As well as space-constrained or preferred land use, government officials also have to consider how to fulfill supply to meet the projected increase in energy demand, minimize concentrations of CO2 in the atmosphere, safeguard fuel availability and prevent potential disruptions to the supply chain. As WtE facilities are more than just waste disposal sites but are also producers of renewable energy, they provide solutions to several of these concerns.
One advantage of using MSW as a fuel source is its sheer volume. More than 220 million tons of MSW are generated each year in the U.S and landfill sites are filling up while waste disposal costs are steadily increasing.
Most WtE facilities process between 500 and 3,000 tons of waste per day. In total, this produces enough electricity to power about 2.8 million homes. Furthermore, it’s compatible with recycling and helps to promote resource minimization.
Modern WtE facilities have to meet some of the world’s most stringent environmental standards, operating in compliance with new Clean Air Act pollution control standards. These facilities produce two-thirds less CO2 compared to traditional coal-fired power plants. The EPA estimates that WtE facilities prevent 36 million tons of CO2 per year from being emitted.
The WtE sector also encompasses biofuel, which has seen a massive increase in popularity, particularly from the aviation industry, with United Airlines investing $30 million in the largest producer of aviation biofuel.
How Businesses Can Benefit by Utilizing WtE
Considering the environmental benefits detailed above, together with the beneficial by-products that many of the technologies create, ranging from vegetable proteins to fertilizer, businesses will reduce their environmental impact by sending their waste to a WtE plant rather than to landfill.
If your business currently measures its carbon footprint, has sustainability targets, completes ESG reporting, or just wants to make its operations less environmentally impactful, then diverting as much waste as possible from landfill is an important step to make. Switching the destination of your waste to a WtE facility rather than a landfill site requires no alteration to an organization’s waste operations, and as such can make an instantaneous impact while other resource minimization strategies are being worked on.
Utilizing WtE alongside a conventional recycling program can enable businesses to achieve zero-to-landfill status, which makes for a valuable marketing tool both for securing high caliber new recruits, and for winning new contracts.

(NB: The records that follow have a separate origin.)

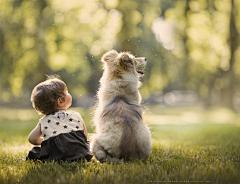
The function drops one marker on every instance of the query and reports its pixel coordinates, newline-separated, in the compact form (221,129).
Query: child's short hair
(45,95)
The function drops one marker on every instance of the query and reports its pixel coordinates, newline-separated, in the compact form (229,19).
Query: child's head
(50,96)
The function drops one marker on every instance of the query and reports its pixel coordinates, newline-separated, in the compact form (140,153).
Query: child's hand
(35,135)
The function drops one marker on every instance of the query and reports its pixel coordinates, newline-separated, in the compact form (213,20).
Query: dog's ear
(125,58)
(109,56)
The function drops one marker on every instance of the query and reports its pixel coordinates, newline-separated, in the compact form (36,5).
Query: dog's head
(123,62)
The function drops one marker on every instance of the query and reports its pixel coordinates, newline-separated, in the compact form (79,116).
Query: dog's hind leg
(98,151)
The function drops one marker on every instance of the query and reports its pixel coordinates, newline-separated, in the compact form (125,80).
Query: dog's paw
(101,156)
(109,56)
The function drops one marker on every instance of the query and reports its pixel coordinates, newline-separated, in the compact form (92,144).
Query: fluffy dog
(120,132)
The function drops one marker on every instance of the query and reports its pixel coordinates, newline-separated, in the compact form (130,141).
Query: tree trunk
(229,90)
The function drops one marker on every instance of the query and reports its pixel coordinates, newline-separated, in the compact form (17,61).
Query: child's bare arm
(35,135)
(85,129)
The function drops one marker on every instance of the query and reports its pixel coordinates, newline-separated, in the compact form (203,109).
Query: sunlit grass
(189,145)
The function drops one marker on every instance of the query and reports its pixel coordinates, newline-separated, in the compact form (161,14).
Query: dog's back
(119,107)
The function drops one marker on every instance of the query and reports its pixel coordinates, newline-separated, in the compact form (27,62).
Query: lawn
(189,145)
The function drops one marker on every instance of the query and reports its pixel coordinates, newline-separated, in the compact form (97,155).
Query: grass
(190,145)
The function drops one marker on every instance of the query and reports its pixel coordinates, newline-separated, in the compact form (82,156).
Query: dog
(120,132)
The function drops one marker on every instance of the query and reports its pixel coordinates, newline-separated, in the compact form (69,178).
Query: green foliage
(195,48)
(182,151)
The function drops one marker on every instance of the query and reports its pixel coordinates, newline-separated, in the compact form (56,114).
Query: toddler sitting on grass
(61,133)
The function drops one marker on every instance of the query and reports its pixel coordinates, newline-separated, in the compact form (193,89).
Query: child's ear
(60,102)
(109,56)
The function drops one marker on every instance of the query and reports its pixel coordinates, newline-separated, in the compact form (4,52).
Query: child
(64,132)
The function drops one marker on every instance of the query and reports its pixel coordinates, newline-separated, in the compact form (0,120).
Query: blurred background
(192,48)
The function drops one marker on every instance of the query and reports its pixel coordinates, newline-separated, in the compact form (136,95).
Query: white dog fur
(120,132)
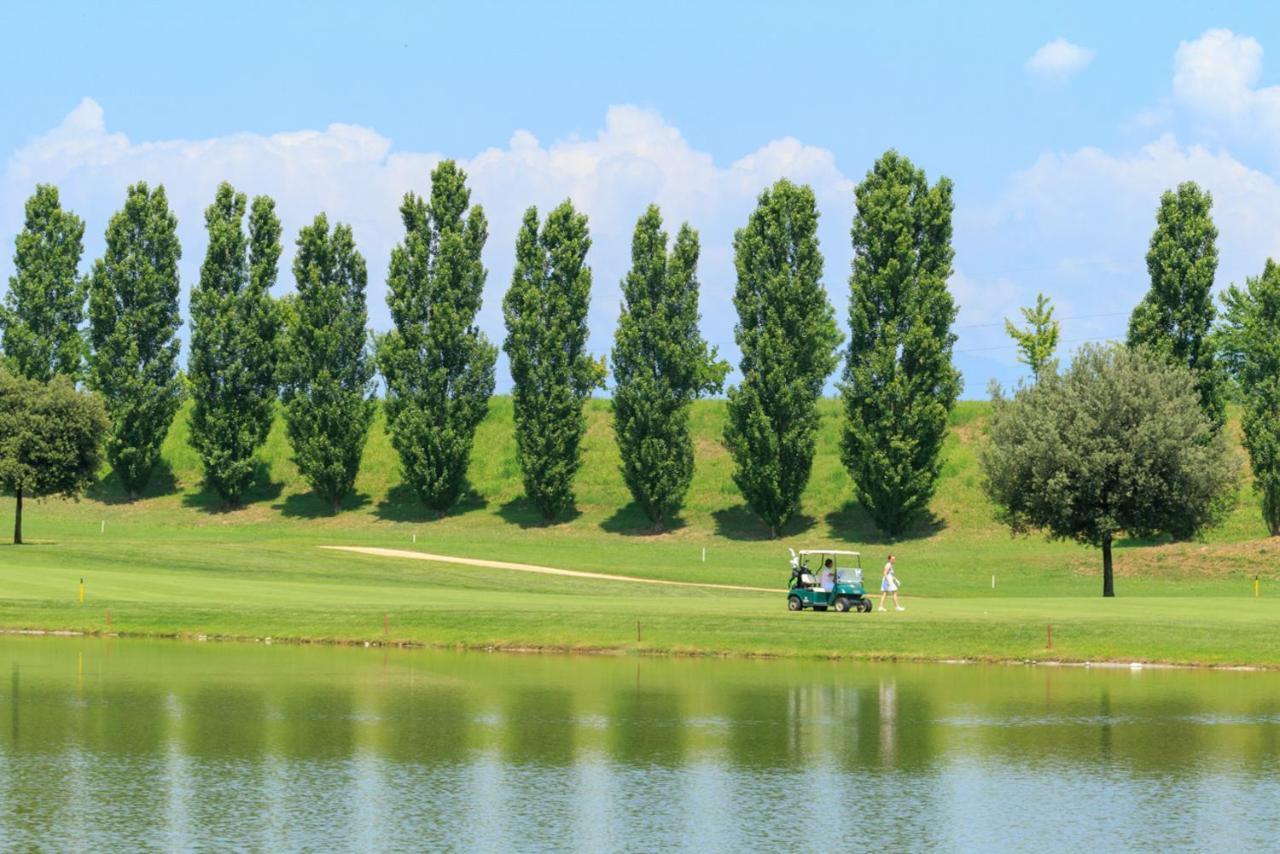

As landfill charges continue to increase and WtE technologies become more cost effective, it might even offer your business long-term cost saving opportunities, depending on the composition of your waste stream and other factors.
NWA Sources the Best Treatment Technologies for Your Waste
National Waste Associates (NWA) uses its vast hauler network to identify and utilize the most cost-effective and environmentally beneficial treatment methodology for your waste, for each location in your portfolio.
Where WtE plants are available, we will identify the haulers that are able to send the greatest proportion of your waste to these facilities. NWA has no affiliations with landfill sites, unlike the national haulers who also own landfill facilities. Instead, our model is to work with haulers who are truly independent and agnostic to which disposal sites they utilize. This is a key differentiator that enables our customers to capitalize on opportunities like WtE.
WtE is only one piece of the puzzle to reduce the environmental impact of your waste operations. That’s why NWA also constantly analyses the composition of your waste stream to identify opportunities to reduce, reuse and recycle more materials, diverting them from the waste stream entirely.